Ma fra tutti i reclami ce ne è uno che ricordo in modo particolare anche perché ha messo a dura prova la mia innata capacità di risolvere i casi più complicati. La segnalazione era arrivata per telefono da parte dei dipendenti del Comune distaccati presso il cimitero di Staglieno Qui una signora, rimasta da poco vedova, si era lamentata perché sulla tomba del marito trovava sempre gli escrementi di un gatto. La tomba era ancora in terra battuta in attesa del marmista e quindi era verosimile che un gatto, poco rispettoso del suo dolore, la usasse come lettiera.

Detto fatto fu deciso di piazzare nelle vicinanze della tomba una gabbia trappola con un’ esca alla quale nessun gatto può resistere e cioè un bel mucchietto di acciughe fresche. E infatti il giorno successivo arrivò puntuale la telefonata da Staglieno perchè il gatto era stato catturato e quindi bisognava mandare qualcuno a ritirarlo.

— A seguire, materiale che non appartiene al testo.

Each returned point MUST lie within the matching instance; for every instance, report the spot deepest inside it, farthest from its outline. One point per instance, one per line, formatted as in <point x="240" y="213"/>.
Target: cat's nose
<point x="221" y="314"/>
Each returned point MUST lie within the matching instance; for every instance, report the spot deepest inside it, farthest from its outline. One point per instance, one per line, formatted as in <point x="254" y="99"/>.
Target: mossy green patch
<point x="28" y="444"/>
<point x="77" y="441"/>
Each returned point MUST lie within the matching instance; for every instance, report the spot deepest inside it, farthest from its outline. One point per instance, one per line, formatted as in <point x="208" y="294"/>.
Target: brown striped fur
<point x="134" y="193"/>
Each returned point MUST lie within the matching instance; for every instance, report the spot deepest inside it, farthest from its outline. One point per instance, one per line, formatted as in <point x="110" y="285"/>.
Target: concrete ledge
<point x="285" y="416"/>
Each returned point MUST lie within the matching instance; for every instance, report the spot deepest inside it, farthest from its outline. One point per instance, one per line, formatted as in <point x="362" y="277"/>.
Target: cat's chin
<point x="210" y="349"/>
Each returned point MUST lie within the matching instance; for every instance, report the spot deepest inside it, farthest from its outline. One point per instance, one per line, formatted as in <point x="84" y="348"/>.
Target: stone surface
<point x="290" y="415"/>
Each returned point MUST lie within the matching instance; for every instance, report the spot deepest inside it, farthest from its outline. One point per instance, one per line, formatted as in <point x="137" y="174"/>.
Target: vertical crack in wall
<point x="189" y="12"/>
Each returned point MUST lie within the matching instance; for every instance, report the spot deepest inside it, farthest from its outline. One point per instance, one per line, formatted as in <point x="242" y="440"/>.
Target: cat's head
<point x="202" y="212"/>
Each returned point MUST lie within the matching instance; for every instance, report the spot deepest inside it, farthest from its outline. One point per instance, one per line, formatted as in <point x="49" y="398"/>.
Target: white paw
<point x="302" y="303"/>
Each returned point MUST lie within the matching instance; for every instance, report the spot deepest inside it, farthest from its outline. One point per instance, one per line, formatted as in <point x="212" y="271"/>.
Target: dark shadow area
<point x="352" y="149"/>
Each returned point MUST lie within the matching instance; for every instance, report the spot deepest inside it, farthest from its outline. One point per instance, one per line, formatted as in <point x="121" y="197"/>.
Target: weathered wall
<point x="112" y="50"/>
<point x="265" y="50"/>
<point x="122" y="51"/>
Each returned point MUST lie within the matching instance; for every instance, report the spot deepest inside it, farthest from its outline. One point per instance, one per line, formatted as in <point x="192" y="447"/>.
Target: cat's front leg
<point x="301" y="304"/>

Ricordo che per pura curiosità andai di persona a ritirare la gabbia. La gabbia, a differenza di quelle moderne in lega leggera, era un manufatto molto pesante e a maglie fitte per cui non era facile guardarvi dentro. Ma aguzzando lo sguardo ( a quei tempi ci vedevo benissimo ) vidi qualcosa che mi lasciò perplesso. Un corpo lungo e sinuoso di un bel grigio uniforme e una testa molto piccola con due occhi tondi e ravvicinati. Passai in rassegna le mie reminiscenze zoologiche e arrivai alla conclusione che il gatto profanatore di tombe non era un gatto ma una faina. Direi anzi un bell’esemplare di faina in ottime condizioni di salute e di nutrizione. Ma il problema era tutt’altro che risolto perché ne nasceva un altro : che farne?

Era fuori dubbio che la faina appartenesse alla fauna protetta e quindi non solo non poteva essere soppressa ma doveva essere reinserita al più presto in un habitat adeguato alle sue caratteristiche biologiche. Ma quale era l’ente competente per casi del genere? Ai posteri l’ardua sentenza.

Pensai subito alle Guardie Forestali ma mi risposero in modo piuttosto risentito che nel loro mansionario nessun capitolo o comma parlava di faine. Mi rivolsi allora alla Regione ma quando con grande fatica riuscii a superare il filtro del centralino telefonico mi risposero che avevano ben altro da fare che pensare alle faine.

A questo punto andando per esclusione la soluzione mi parve chiara. La competenza non poteva essere che della Provincia visto che quest’ente legifera in materia di caccia. Ma anche qui nessuno sapeva cosa fare.

Piuttosto demoralizzato mi rivolsi al mio direttore di servizio che suggerì di liberare la faina in aperta campagna. Ottimamente pensai, così la faina comincia a frequentare i pollai della zona finchè un contadino più affezionato ai suoi polli che alla fauna protetta non le scarichi addosso la doppietta.

La soluzione, quella vera, non poteva essere che una sola : rimettere la faina dove era stata catturata. Ma c’era un problema. Passare dal cancello principale con la faina significava fare una figura della stessa materia che aveva reso celebre Cambronne. Bisognava introdurla nel cimitero ma di soppiatto.

Ricordavo che nella cinta muraria c’era un varco per consentire il passaggio degli autotreni per un lavoro in corso e proprio lì liberai la faina che si immerse nella vegetazione come un pesce nell’acqua.

Il bello fu che dopo alcuni giorni gli addetti al cimitero telefonarono per comunicarci i ringraziamenti della signora. Evidentemente la faina, la cui astuzia non per niente è proverbiale, aveva pensato che la cosa migliore per lei era cambiare lettiera.